Journal de Kafka (V,47)

J’ouvris la porte de l’immeuble pour voir si le temps donnait envie d’aller faire une promenade. Le ciel bleu était incontestable, mais de grands nuages gris traversés par une lueur bleue et aux bords pliés en forme de rabat flottaient bas, comme on pouvait le mesurer par rapport aux proches collines boisées. La rue était malgré tout pleine de gens qui partaient se promener. Des landaus étaient dirigés par de solides mains maternelles. Ici et là, un véhicule s’immobilisait au milieu de la foule et attendait que les gens s’écartent devant les chevaux qui se redressaient ou se baissaient. Pendant ce temps-là, le conducteur qui tenait calmement les rênes tremblantes regardait droit devant lui, ne négligeait aucun détail, examinait tout à plusieurs reprises, et, au bon moment, donnait au véhicule le dernier élan. Les enfants pouvaient courir, malgré le peu d’espace. Des jeunes filles dans des robes légères avec des chapeaux aussi franchement colorés que des timbres-poste allaient au bras de jeunes gens et une mélodie retenue dans leur gorge se révélait dans le pas de danse de leurs jambes.

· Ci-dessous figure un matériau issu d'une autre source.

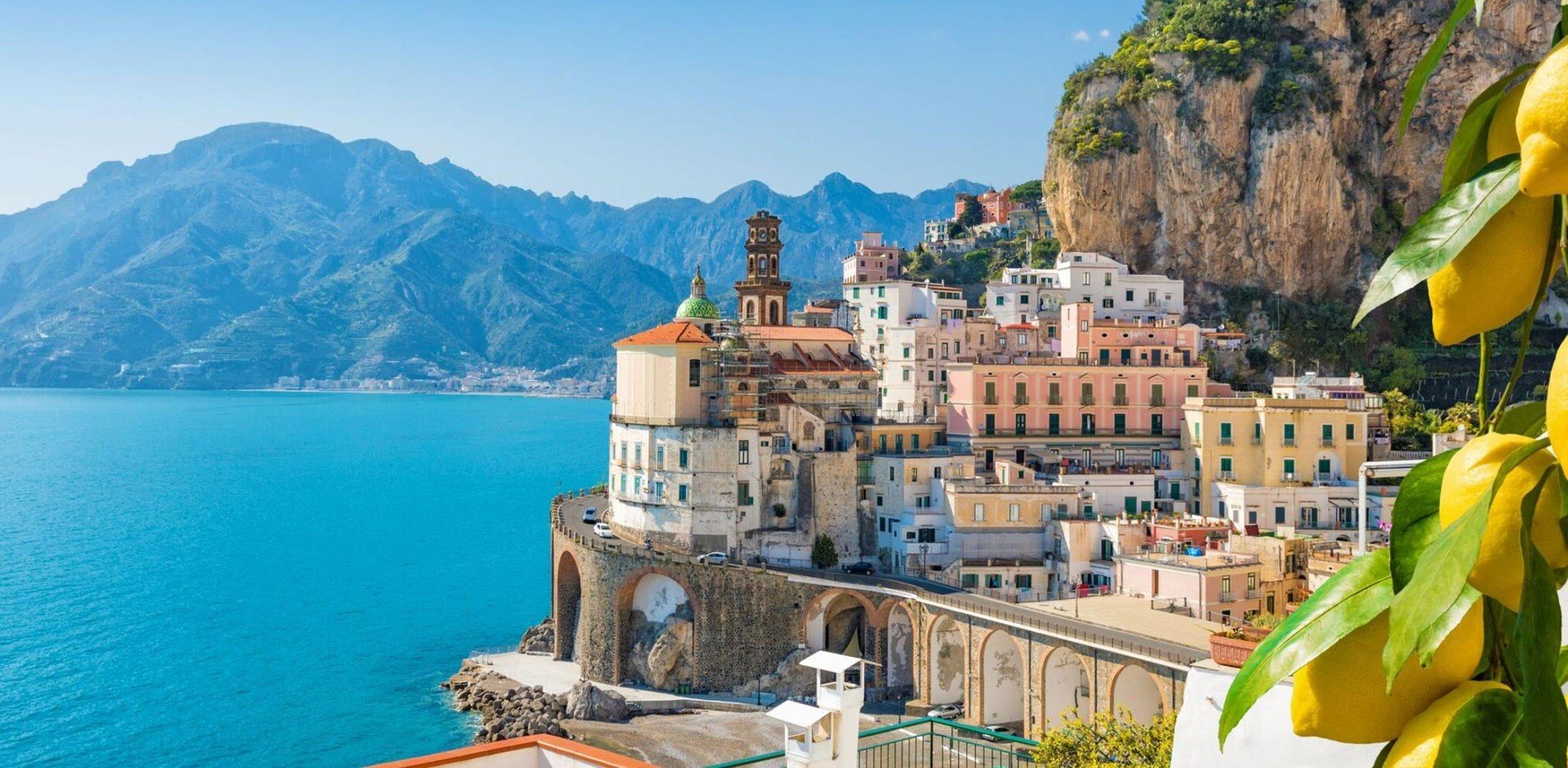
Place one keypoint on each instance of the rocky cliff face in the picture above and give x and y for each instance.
(1218, 185)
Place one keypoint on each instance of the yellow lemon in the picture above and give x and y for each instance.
(1339, 694)
(1493, 279)
(1557, 403)
(1499, 569)
(1501, 135)
(1418, 743)
(1542, 127)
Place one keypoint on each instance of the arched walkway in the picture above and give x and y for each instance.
(901, 650)
(947, 665)
(1136, 690)
(840, 621)
(568, 601)
(1063, 689)
(654, 631)
(1002, 681)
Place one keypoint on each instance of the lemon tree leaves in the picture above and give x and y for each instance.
(1353, 596)
(1443, 230)
(1528, 419)
(1414, 520)
(1535, 636)
(1482, 730)
(1468, 146)
(1438, 582)
(1429, 63)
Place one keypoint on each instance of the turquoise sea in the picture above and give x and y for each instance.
(265, 578)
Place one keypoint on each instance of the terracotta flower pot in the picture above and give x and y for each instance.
(1230, 651)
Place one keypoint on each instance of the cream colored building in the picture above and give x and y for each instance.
(1271, 442)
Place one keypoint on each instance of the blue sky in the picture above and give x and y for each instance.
(615, 100)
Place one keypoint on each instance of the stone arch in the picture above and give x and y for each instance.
(1000, 681)
(841, 621)
(1063, 689)
(1134, 689)
(656, 614)
(947, 665)
(568, 605)
(899, 654)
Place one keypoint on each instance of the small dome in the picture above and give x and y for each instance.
(697, 307)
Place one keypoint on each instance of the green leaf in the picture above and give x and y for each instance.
(1443, 230)
(1356, 595)
(1429, 63)
(1414, 520)
(1482, 730)
(1528, 419)
(1468, 146)
(1440, 576)
(1537, 636)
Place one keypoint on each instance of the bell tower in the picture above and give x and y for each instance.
(763, 297)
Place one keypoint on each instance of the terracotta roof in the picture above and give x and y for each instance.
(799, 333)
(670, 333)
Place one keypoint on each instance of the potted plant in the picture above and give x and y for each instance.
(1232, 648)
(1261, 624)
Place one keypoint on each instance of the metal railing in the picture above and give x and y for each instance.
(925, 743)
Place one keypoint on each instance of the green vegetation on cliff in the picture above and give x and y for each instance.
(1220, 38)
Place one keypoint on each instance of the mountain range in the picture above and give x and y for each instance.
(261, 251)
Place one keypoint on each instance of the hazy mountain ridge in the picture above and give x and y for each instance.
(262, 249)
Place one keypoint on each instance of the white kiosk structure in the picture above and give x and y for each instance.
(828, 734)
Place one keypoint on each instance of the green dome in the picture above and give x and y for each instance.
(700, 307)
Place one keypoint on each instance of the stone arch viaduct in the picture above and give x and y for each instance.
(630, 614)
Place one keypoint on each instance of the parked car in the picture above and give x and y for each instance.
(947, 710)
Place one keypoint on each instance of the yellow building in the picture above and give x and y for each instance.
(1271, 462)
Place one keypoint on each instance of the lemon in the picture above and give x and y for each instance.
(1557, 403)
(1499, 569)
(1542, 127)
(1418, 743)
(1339, 694)
(1493, 279)
(1501, 135)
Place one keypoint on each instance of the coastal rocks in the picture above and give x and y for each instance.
(661, 651)
(538, 638)
(587, 701)
(506, 708)
(789, 681)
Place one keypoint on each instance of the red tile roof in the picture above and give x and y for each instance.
(670, 333)
(799, 333)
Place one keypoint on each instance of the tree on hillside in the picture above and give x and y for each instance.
(1107, 739)
(1031, 196)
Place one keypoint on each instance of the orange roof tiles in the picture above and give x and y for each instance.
(670, 333)
(799, 333)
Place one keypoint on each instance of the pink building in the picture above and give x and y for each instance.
(1125, 342)
(872, 261)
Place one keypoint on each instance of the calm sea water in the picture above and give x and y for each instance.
(265, 578)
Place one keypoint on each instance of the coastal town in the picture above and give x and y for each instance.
(1024, 508)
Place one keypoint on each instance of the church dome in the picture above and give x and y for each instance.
(697, 306)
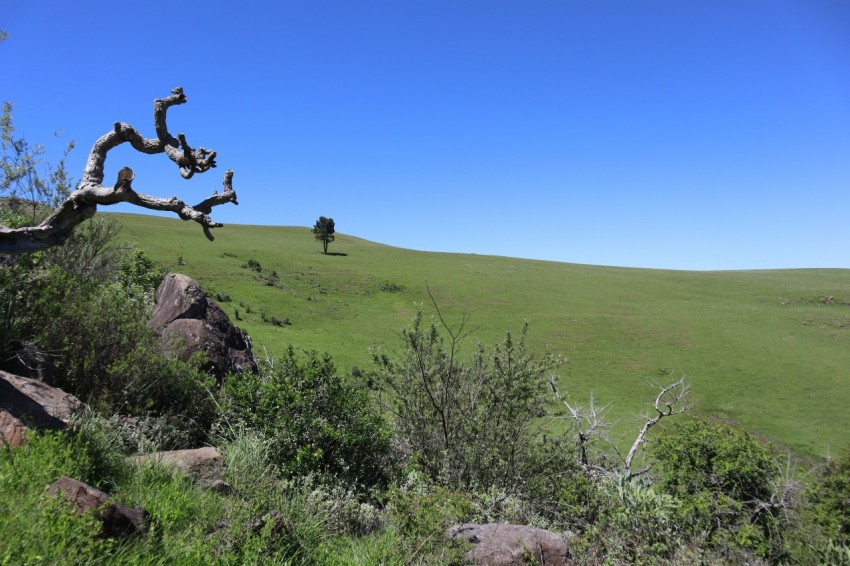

Les familles restaient bien groupées et, si elles étaient dispersées dans une longue file, alors il y avait des bras qui se tendaient légèrement vers l’arrière, des mains qui faisaient des signes, des noms caressants qu’on appelait pour réunir les égarés. Des hommes laissés seuls cherchaient à s’isoler encore plus en mettant leurs mains dans leurs poches. C’était une petite folie. J’étais d’abord debout devant la porte de l’immeuble, puis je m’adossai pour regarder plus à mon aise. Des robes me frôlaient, à un moment j’attrapai un ruban qui ornait l’arrière d’une jupe de jeune fille et je le laissai filer entre mes doigts, tiré par celle qui s’éloignait ; alors que je passai la main sur l’épaule d’une jeune fille juste pour la flatter, le passant derrière elle me donna un coup sur les doigts. Mais je le tirai derrière le battant fermé de la porte, mes reproches étaient des mains levées, des regards de travers, un pas vers lui un pas en arrière, il fut soulagé quand je le relâchai après l’avoir poussé. Bien sûr qu’après cela je faisais venir souvent les gens vers moi, un geste du doigt suffisait ou un rapide regard qui ne s’attardait nulle part.

Dans quel état de somnolence désinvolte ai-je écrit cette chose inachevée, inutile.